Kendilerine zarar verici dürtüsel davranışlar: Gelişigüzel ve tehlike içeren cinsel deneyimler yaşama ve madde kötüye kullanma gibi bağımlılık içeren davranışlar içine girmeye eğilimleri vardır. Dikkatsiz ve tehlikeli araba kullanma durumu da söz konusu olabilir.

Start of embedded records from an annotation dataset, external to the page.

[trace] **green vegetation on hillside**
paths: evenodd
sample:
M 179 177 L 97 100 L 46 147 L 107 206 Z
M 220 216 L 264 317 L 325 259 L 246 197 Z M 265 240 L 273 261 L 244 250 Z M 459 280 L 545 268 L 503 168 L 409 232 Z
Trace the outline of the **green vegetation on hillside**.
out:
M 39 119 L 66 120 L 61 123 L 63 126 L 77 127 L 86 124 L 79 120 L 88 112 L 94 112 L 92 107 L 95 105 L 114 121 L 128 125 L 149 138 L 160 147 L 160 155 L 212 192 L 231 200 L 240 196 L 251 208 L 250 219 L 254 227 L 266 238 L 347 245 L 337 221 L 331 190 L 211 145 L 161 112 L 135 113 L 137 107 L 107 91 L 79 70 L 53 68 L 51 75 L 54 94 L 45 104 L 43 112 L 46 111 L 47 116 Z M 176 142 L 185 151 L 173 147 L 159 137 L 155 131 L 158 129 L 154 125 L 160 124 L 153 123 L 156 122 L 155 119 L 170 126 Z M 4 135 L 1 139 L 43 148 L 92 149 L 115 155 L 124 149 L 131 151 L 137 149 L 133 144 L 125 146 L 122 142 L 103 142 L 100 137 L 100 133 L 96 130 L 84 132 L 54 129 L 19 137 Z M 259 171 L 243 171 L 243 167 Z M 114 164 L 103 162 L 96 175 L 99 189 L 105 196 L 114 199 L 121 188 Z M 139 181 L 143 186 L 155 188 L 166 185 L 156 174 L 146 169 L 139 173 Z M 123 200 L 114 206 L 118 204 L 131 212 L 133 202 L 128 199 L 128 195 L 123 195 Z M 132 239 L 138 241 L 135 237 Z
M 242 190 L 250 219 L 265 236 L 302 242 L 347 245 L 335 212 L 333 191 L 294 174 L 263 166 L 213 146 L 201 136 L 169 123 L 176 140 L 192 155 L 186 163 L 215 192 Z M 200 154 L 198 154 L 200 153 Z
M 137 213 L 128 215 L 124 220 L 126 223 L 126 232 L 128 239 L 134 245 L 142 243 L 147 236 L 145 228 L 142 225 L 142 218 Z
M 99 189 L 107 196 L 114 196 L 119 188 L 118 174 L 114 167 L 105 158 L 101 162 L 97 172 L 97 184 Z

Kronik boşluk duygusu: Sınırda kişilik bozukluğu olan kişilerde, boşluk duygusunun yoğun bir şekilde hakim olduğu, diğer bir çok depresyon türünden farklı bir depresif hal yaşanır. Boşluk duygusu, psikolojik sorunlarda yaşanan kaygı, depresif duygu durumu, öfke, korku gibi olumsuz duygulardan oldukça farklı yaşanan bir ruh halidir. Kişi kendisini hiçlik içinde gibi hisseder ve bu durum uzun sürerse intihar etme riski yükselir. 

İntihara teşebbüs: Yaşadıkları sık aralıklı duygusal iniş çıkışlar ciddi manada stres yaratan durumlardır. Bu kişiler zaman zaman boşluk duygusu içine de girebilirler. Boşluk duygusu uzun sürerse kişide ciddi bir çökkünlük yaratabilir ve her şey tamamen ve inandırıcı biçimde anlamsız gelir. Bütün bunlar, artık katlanamayacağına dair bir ümitsizlik duygusuna kişinin kapılmasına yol açabilir.

Uygunsuz ve yoğun öfke: Patlamaya hazır bir bomba gibidirler; en ufak bir engellenme ve değersiz ve önemsiz hissetme haline dahi toleransları olmadığından aniden ve beklenmedik bir şekilde öfke patlaması yaşarlar.